Coach Drummer had been like a father to Aaron.
“Aaron?”
“No,” he said sharply.
“Isn’t it just possible—?”
“No.”
“How can you be sure?”
“Coach would never do that. He loves his wife.”
“My father loves his wife, and you thought
he
had done it.”
“No,” Aaron said, his tone vehement. “It’s not Coach.”
Maybe that was why Aaron hadn’t hired a detective—he didn’t want to know. He could have ac
cepted the truth if it had led to Lily’s father, because he hadn’t revered Lily’s father. He revered his high-school coach, and he refused to think anything ill of him. If Wally Drummer turned out to be the man whose name belonged on Aaron’s birth certificate, Aaron would never forgive him. He would never be able to admire him again.
But as Lily had told Aaron’s mother, it had all happened way in the past. Wouldn’t Aaron be able to forgive a man’s long-ago mistake? Wouldn’t he accept the truth and move on?
He reached across the table and covered her hand with his. His palm was broad, his fingers warm as they closed around hers. That he would touch her when she was assailing him with such troubling possibilities pleased her.
She raised her eyes from their clasped hands to his face. “I’m not an easy man,” he murmured, the words so simple, so blunt. “You might want to rethink this whole thing.”
“I don’t want to rethink it,” she said with absolute certainty.
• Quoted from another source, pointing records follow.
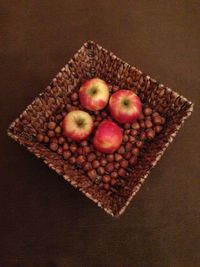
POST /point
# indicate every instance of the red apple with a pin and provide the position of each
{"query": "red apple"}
(77, 125)
(94, 94)
(125, 106)
(108, 137)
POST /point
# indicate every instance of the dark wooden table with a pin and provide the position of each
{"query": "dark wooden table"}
(44, 222)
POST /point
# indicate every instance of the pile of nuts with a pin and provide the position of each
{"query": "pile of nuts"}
(108, 171)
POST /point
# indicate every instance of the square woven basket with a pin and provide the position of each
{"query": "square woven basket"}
(94, 61)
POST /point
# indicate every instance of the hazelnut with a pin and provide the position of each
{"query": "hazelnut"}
(148, 111)
(65, 146)
(135, 126)
(72, 160)
(158, 128)
(106, 178)
(135, 151)
(141, 116)
(128, 146)
(113, 182)
(61, 140)
(106, 187)
(118, 157)
(110, 157)
(134, 132)
(87, 166)
(121, 172)
(92, 174)
(53, 140)
(73, 148)
(51, 125)
(163, 120)
(127, 155)
(53, 146)
(80, 160)
(103, 114)
(101, 170)
(60, 150)
(114, 174)
(133, 160)
(98, 153)
(124, 163)
(95, 164)
(109, 167)
(143, 136)
(132, 139)
(127, 132)
(155, 114)
(80, 150)
(142, 124)
(121, 150)
(66, 154)
(150, 133)
(51, 133)
(125, 138)
(139, 144)
(46, 139)
(103, 162)
(91, 157)
(117, 165)
(40, 137)
(148, 124)
(157, 120)
(101, 185)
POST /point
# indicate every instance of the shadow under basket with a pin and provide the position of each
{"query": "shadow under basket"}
(94, 61)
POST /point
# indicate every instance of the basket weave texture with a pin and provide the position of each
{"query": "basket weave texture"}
(94, 61)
She’d been through a difficult relationship, much more difficult than anything Aaron might bring. No matter what he’d endured, he wasn’t self-destructive like Tyler. He would never cause her that kind of heartache.
His hand tightened on her, and his gaze seemed to tighten its hold on her, as well. Without releasing her, he shoved back his chair and stood up, then pulled her out of her chair. His arms went around her, safe yet demanding, gentle yet covetous. His mouth descended on hers, strong and warm and confident.